Assume $a>0$ and $b>0$ and $g(x)=0$ when $|x|>1$ , $g(x)=k$ when $|x|\le1$ .
Now show that in system of differential equation
$$x'=y $$ $$y'=-[2b-g(x)]ay-ay^2$$
if $k<2b$ then it hasn't periodic solution and if $k>2b $ then it has a periodic solution.
my stategy: I know that if an orbit is periodic one, then poincare index of corresponding equation on the orbit in clockwise direction is $+1$ , I want use the poincare index but i can't. can someone help or give a new way.
If the starting point $(x_0,y_0)$ is such that $y_0\gt0$ then $x$ increases until, if the case arises, $y=0$. Then $(x,y)$ stops since $x'=y'=0$ when $y=0$. Thus, no periodic solution may intersect the halfplane $y\gt0$. The same reasoning shows that no periodic solution may intersect the halfplane $y\lt0$. Finally, every point on $y=0$ is a fixed point hence, for every $(a,b,k)$ as in the exercise, this dynamical system has no periodic solution at all.
A related dynamical system which could have periodic solutions is $$x'=y,\qquad y'=k\mathbf 1_{|x|\leqslant1}-c-y,$$ for some $k\gt c\gt0$. An approach to study this system is to consider some starting points $(1,y_0)$ with $|y_0|$ small. The solution $(x,y)$ meets again the line $x=1$ after a path in $x\gt1$ (if $y_0\gt0$) or in $x\lt1$ (if $y_0\lt0$), at a point $(0,\varphi(y_0))$. Every $y_0$ such that $\varphi(\varphi(y_0))=y_0$ yields a periodic solution.

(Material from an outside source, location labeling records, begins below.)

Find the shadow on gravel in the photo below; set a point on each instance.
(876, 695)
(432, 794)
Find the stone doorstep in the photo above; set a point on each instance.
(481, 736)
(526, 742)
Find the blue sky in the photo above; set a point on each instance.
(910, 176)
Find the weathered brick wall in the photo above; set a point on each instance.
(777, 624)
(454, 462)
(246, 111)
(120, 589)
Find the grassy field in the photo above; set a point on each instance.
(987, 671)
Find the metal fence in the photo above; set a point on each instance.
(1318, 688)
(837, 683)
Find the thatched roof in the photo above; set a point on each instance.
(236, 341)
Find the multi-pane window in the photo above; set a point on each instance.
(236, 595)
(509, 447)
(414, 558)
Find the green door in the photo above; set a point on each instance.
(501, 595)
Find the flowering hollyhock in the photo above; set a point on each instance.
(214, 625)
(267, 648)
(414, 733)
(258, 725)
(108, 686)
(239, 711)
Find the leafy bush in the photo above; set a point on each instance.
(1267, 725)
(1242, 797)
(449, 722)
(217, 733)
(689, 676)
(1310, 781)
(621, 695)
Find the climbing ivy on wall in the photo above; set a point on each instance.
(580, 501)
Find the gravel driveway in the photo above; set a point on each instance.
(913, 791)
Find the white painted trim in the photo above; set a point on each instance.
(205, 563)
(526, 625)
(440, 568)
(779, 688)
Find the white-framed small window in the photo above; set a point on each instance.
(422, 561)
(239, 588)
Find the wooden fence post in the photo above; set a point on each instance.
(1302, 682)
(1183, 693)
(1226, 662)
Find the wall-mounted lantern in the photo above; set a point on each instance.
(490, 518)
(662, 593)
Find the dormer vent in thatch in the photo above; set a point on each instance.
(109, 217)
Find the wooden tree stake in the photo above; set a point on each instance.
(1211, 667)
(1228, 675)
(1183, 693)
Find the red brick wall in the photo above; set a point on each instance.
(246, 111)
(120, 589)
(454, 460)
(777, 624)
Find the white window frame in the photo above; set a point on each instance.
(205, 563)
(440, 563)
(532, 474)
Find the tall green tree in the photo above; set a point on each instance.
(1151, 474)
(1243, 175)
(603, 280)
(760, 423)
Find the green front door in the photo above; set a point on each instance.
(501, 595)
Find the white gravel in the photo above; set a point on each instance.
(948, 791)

Another approach would be to consider the starting point $(x_0,y_0)=(1,-c)$. If the solution hits the line $y=k-c$ at some $(x_1,k-c)$ with $x_1\geqslant-1$, then the next part of the solution runs along the segment between $(-1,k-c)$ and $(1,k-c)$, until the point $(1,k-c)$. The solution starting from $(1,k-c)$ is such that $y$ is decreasing, and hits the line $y=-c$ at some point $(x_2,-c)$. If $x_2\geqslant1$, the solution starting from $(1,-c)$ (or from $(1,k-c)$) is periodic. Note that $x_1$ and $x_2$ are functions of $(k,c)$ only.